La rémunération des dirigeants de Bombardier suscite à nouveau une vague de mécontentement de la part d’investisseurs institutionnels, dont la Caisse de dépôt et placement du Québec (CDPQ) et le Fonds de solidarité FTQ, qui s’opposent à l’approche de l’entreprise sur cette question.

Comme elle le fait chaque année, la société tiendra un vote consultatif non contraignant auprès de ses actionnaires sur la question de la rémunération dans le cadre de son assemblée des actionnaires, qui aura lieu jeudi. L’appui est généralement élevé, puisque les actions à droits de vote multiples permettent à la famille Beaudoin-Bombardier de contrôler 50,9 % des droits de vote alors qu’elle ne détient qu’une fraction des quelque 2,4 milliards d’actions en circulation.

La CDPQ, le Fonds de solidarité FTQ, l’Office d’investissement du Régime de pensions du Canada, le régime de retraite des fonctionnaires de la Californie, le fonds de retraite des enseignants californiens ainsi qu’une autre institution floridienne (Florida State Board of Administration) ont néanmoins décidé de faire comme en 2017 en y allant d’une fronde. Ensemble, ils détiennent au bas mot 64 millions d’actions de catégories A et B, ainsi que des obligations, selon les dernières informations disponibles.

« L’indemnité de départ de l’ancien (président et) chef de la direction (Alain Bellemare) bonifiée notamment par l’octroi d’une rémunération incitative spéciale, est largement au-delà de ce qui était prévu dans son contrat au moment de son embauche », a notamment fait valoir la Caisse dans sa procuration.

Écarté en mars dernier, M. Bellemare pourra toucher jusqu’à 17,5 M$ CAN dans le cadre de l’indemnité de départ qu’il a négociée. En plus d’une somme équivalant à deux années de salaires, il aura droit à un paiement spécial de 4,9 M$ si la vente de Bombardier Transport à Alstom, annoncée en février dernier, juste avant son départ, se concrétise.

Dans ses critiques, la CDPQ a aussi pointé du doigt les primes non récurrentes qui seront consenties à d’autres cadres de l’entreprise advenant que la cession de la division ferroviaire se concrétise ainsi que d’autres modalités entourant les indemnités de départ.

« Ces éléments de rémunération sont jugés excessifs », a fait valoir le gestionnaire de régimes de retraite, qui n’a pas voulu commenter davantage.

Plusieurs des investisseurs institutionnels ont également choisi de ne pas appuyer la réélection au conseil d’administration d’August Henningsen, Vikram Pandit et Douglas Oberhelman, puisqu’ils siègent sur le conseil des ressources humaines et de la rémunération.

Un avertissement

Dans un rapport publié à la fin mai, Glass Lewis, l’une des principales agences de conseil aux actionnaires, avait vivement critiqué les sommes obtenues par M. Bellemare en recommandant de s’opposer à la politique de rémunération de la société, qui, à son avis, soulève de « sérieuses questions ». Elle recommandait toutefois d’appuyer la réélection de tous les candidats au conseil d’administration.
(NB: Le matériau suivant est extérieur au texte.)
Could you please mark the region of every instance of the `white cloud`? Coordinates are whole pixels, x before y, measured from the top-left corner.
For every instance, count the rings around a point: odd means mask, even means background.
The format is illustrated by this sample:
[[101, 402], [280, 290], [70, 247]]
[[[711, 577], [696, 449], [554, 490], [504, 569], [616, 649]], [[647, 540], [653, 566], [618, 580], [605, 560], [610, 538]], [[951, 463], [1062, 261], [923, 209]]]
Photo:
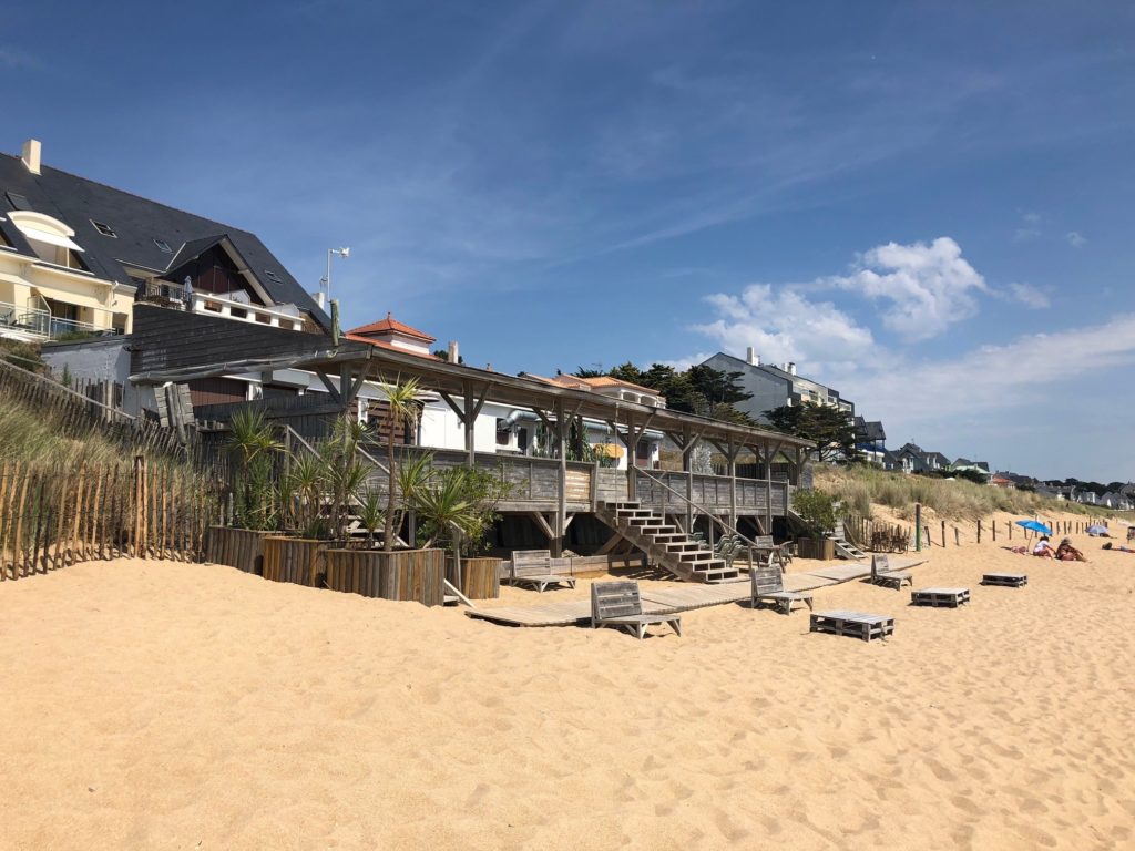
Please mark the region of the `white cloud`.
[[[960, 357], [925, 363], [889, 363], [875, 372], [846, 373], [841, 393], [872, 418], [918, 426], [981, 420], [997, 411], [1025, 410], [1018, 424], [1056, 404], [1052, 388], [1087, 387], [1076, 379], [1135, 364], [1135, 314], [1101, 326], [1020, 337], [1003, 346], [981, 346]], [[896, 376], [901, 374], [901, 380]], [[910, 390], [917, 389], [918, 404]], [[1077, 390], [1076, 393], [1081, 393]], [[1073, 404], [1071, 408], [1082, 411]]]
[[880, 245], [863, 255], [858, 271], [817, 283], [888, 302], [883, 325], [907, 340], [936, 337], [968, 319], [977, 312], [973, 293], [989, 292], [948, 236], [930, 244]]
[[720, 318], [693, 330], [730, 354], [753, 346], [764, 361], [821, 364], [855, 361], [874, 347], [868, 329], [831, 302], [813, 302], [791, 286], [754, 284], [740, 295], [718, 293], [706, 301]]
[[1033, 310], [1052, 306], [1052, 302], [1048, 295], [1028, 284], [1010, 284], [1009, 294], [1026, 307], [1032, 307]]

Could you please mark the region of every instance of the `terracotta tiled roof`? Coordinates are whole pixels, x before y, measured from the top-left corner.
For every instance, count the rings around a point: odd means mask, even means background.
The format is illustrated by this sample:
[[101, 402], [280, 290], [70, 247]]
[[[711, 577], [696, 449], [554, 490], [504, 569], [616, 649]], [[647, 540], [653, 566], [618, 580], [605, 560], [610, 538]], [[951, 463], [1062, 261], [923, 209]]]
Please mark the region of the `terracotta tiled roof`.
[[419, 331], [417, 328], [411, 328], [403, 322], [396, 320], [390, 313], [386, 314], [386, 319], [380, 319], [377, 322], [371, 322], [370, 325], [359, 326], [358, 328], [352, 328], [347, 331], [347, 336], [356, 335], [362, 337], [369, 337], [376, 334], [402, 334], [406, 337], [413, 337], [414, 339], [420, 339], [424, 343], [434, 343], [437, 337], [430, 337], [424, 331]]
[[361, 335], [354, 334], [353, 331], [347, 331], [343, 336], [346, 339], [353, 339], [355, 343], [369, 343], [370, 345], [378, 346], [379, 348], [389, 348], [392, 352], [402, 352], [403, 354], [412, 354], [415, 357], [428, 357], [431, 361], [442, 360], [437, 355], [429, 354], [427, 352], [414, 352], [412, 348], [403, 348], [402, 346], [395, 346], [390, 343], [387, 343], [385, 339], [371, 339], [370, 337], [363, 337]]
[[[572, 378], [575, 378], [572, 376]], [[585, 381], [591, 387], [630, 387], [632, 390], [642, 390], [644, 393], [653, 393], [656, 396], [658, 391], [649, 387], [644, 387], [642, 385], [631, 384], [630, 381], [623, 381], [620, 378], [612, 378], [611, 376], [599, 376], [598, 378], [577, 378], [577, 381]]]

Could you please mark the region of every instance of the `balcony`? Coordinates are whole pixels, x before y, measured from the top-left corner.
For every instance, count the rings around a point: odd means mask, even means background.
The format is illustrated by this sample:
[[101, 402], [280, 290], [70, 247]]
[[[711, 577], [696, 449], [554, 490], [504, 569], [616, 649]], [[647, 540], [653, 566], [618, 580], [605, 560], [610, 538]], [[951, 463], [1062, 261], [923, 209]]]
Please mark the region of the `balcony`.
[[91, 322], [53, 317], [45, 310], [20, 307], [0, 302], [0, 336], [44, 340], [77, 335], [112, 337], [118, 334], [121, 331], [114, 328], [100, 328]]
[[225, 319], [235, 319], [238, 322], [253, 322], [271, 328], [302, 331], [304, 326], [303, 315], [295, 309], [293, 309], [295, 312], [292, 313], [280, 306], [264, 307], [259, 304], [250, 304], [246, 301], [226, 298], [221, 295], [201, 290], [192, 290], [188, 298], [186, 298], [185, 287], [180, 284], [158, 278], [145, 281], [145, 285], [138, 288], [137, 297], [141, 301], [176, 306], [192, 311], [193, 313], [224, 317]]

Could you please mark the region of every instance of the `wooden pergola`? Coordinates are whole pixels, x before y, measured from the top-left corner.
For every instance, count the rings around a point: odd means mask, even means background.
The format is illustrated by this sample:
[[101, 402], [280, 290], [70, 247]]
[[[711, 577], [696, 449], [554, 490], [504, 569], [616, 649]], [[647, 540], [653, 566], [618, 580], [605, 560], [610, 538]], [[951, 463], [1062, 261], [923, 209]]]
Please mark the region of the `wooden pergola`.
[[[297, 352], [288, 356], [230, 361], [192, 369], [157, 370], [132, 376], [132, 380], [160, 385], [167, 381], [182, 382], [234, 372], [270, 373], [279, 369], [313, 372], [319, 377], [331, 404], [343, 411], [351, 406], [367, 381], [397, 384], [409, 378], [417, 379], [423, 390], [436, 393], [461, 422], [464, 429], [465, 463], [469, 466], [476, 465], [476, 422], [486, 402], [493, 401], [531, 411], [552, 436], [553, 455], [558, 461], [557, 492], [552, 500], [553, 504], [547, 506], [549, 509], [554, 506], [554, 517], [549, 517], [553, 523], [546, 526], [554, 548], [562, 544], [570, 523], [569, 432], [573, 424], [582, 427], [583, 420], [606, 423], [625, 445], [628, 471], [624, 498], [631, 500], [638, 494], [639, 477], [645, 475], [636, 463], [634, 449], [647, 429], [661, 431], [678, 447], [682, 456], [682, 470], [686, 473], [691, 471], [695, 447], [703, 441], [711, 445], [725, 460], [729, 498], [728, 505], [722, 508], [728, 511], [733, 525], [738, 517], [738, 457], [751, 453], [763, 465], [765, 477], [763, 482], [757, 480], [747, 483], [750, 490], [753, 485], [758, 488], [760, 485], [764, 486], [762, 502], [766, 531], [771, 528], [773, 517], [774, 482], [771, 472], [773, 458], [780, 455], [792, 462], [789, 485], [797, 485], [805, 454], [812, 448], [809, 441], [780, 432], [628, 402], [590, 390], [558, 387], [535, 378], [521, 378], [464, 364], [453, 364], [436, 357], [353, 340], [340, 342], [337, 346]], [[325, 410], [326, 407], [329, 406], [325, 406]], [[776, 482], [776, 488], [781, 487], [782, 482]], [[683, 502], [688, 509], [689, 504], [693, 502], [689, 492], [673, 494], [674, 504]], [[787, 513], [787, 490], [783, 506]], [[700, 507], [698, 512], [711, 513]], [[540, 524], [545, 525], [543, 521]]]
Institutional Shareholder Services, l’autre grande firme de conseil, avait plutôt donné son feu vert, dans un rapport distinct, à l’approche de l’avionneur.

Dans un courriel, un porte-parole de Bombardier, Olivier Marcil, a souligné que la compagnie respectait l’opinion « émise par certains investisseurs », soulignant que la politique de rémunération avait en moyenne été appuyée à hauteur de 97 % au cours des trois dernières années.

Il a rappelé que la transaction de 8,2 G$ US annoncée avec Alstom était « stratégique pour l’avenir de Bombardier », qui traîne une lourde dette de plus de 9 G$ US.

« La responsabilité du conseil est de s’assurer que la transaction soit conclue avec succès et ainsi de créer de la valeur pour tous nos actionnaires, dont la Caisse (qui détient plus de 36 % de Bombardier Transport) qui en sera l’un des premiers bénéficiaires, rappelons-le », a écrit M. Marcil.

Un message

Même si la famille Beaudoin-Bombardier contrôle la multinationale, cette nouvelle fronde de la CDPQ et des autres investisseurs institutionnels constitue un « message très fort » au conseil d’administration, a estimé l’expert en gouvernance Michel Nadeau, au cours d’un entretien téléphonique.

« Cela signifie que la majorité des actionnaires ne sont pas satisfaits, a-t-il dit. Ils disent « vous n’avez pas fait votre travail, nous ne sommes pas contents ». C’est un blâme. »

L’action de Bombardier se négocie aux alentours de 50 cents à la Bourse de Toronto. La compagnie sera écartée lundi de l’indice composé S&P/TSX et de l’indice S&P/TSX 60, qui regroupent certaines des plus importantes sociétés canadiennes.